La chiave di lettura è ricordarsi quanto il presidente eletto sia concentrato sulla competizione economica e sulle iniziative economiche a livello internazionale. Il commercio soprattutto, ma anche altre questioni: è in generale molto focalizzato sull’economia. Per quanto riguarda la politica estera di sicurezza, ritengo che sarà molto più cauto, meno interventista e molto più attento all’uso dell’hard power. Detto questo, credo che quello dei rapporti con la Cina sarà un tema di peso. Sono poche le cose su cui repubblicani e democratici sono d’accordo a Washington in questi giorni, e una linea più dura nei confronti della Cina è probabilmente una di queste.   

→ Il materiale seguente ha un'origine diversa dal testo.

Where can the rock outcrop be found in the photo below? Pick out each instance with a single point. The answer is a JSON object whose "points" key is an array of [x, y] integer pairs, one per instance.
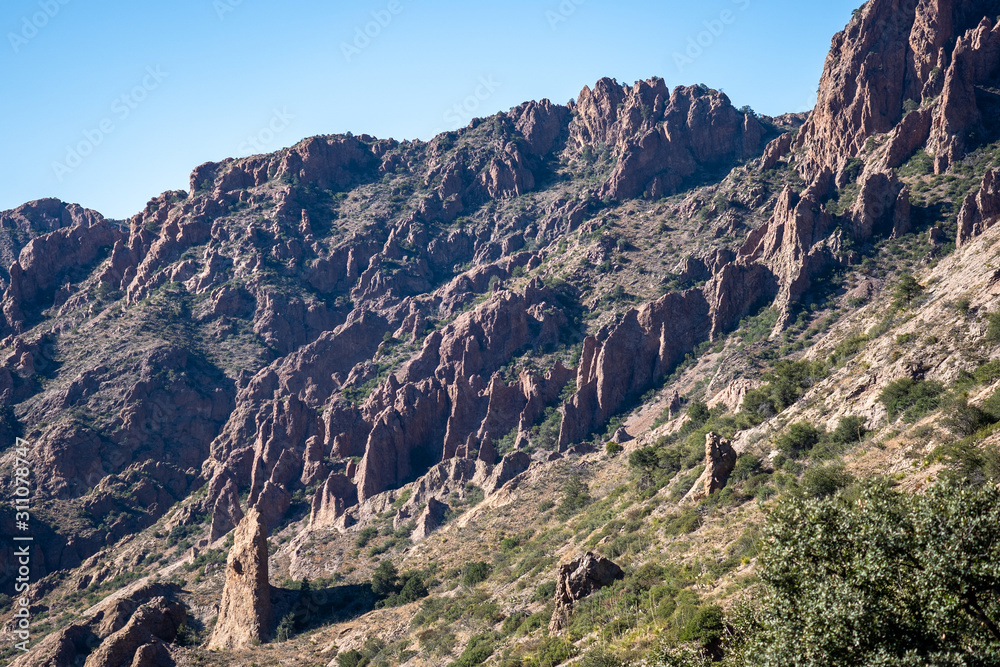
{"points": [[430, 519], [143, 639], [245, 613], [578, 579], [720, 459], [123, 631], [660, 138], [623, 363], [899, 55], [981, 209]]}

Per quanto riguarda la Russia?

Ci sono già diversi punti di vista al riguardo, anche tra diversi Paesi europei. Alcuni troverebbero attraente un approccio di engagement nei confronti di Mosca, mentre altri si opporrebbero, per fattori geografici ma non solo. Ma posso ben immaginare che se l’amministrazione Trump, con tutta la sua imprevedibilità, riuscisse a produrre un cessate il fuoco tra Ucraina e Russia, esso sarebbe ben accetto.

Spostiamoci sul Medio Oriente

Non credo che l’amministrazione Trump metterà sotto pressione il governo Netanyahu, che anzi avrà più mano libera rispetto ad ora. Sull’Iran, non credo che si cercherà un accordo chiaro se non a condizioni straordinarie. E su questo potrebbe davvero esserci un divario in termini di ciò che l’Europa vorrebbe vedere e ciò che Trump accetterebbe.

E con il Sud Globale?

Penso che il rapporto tra Trump e, ad esempio, il Brasile, il Messico o il Sudafrica sia molto problematico. Mentre immagino che il rapporto con Modi sarà ancora più stretto: oltre all’economia, Trump è incline a vedere gli affari internazionali attraverso le immagini, attraverso le personalità, e le singole leadership. E questo farà la differenza.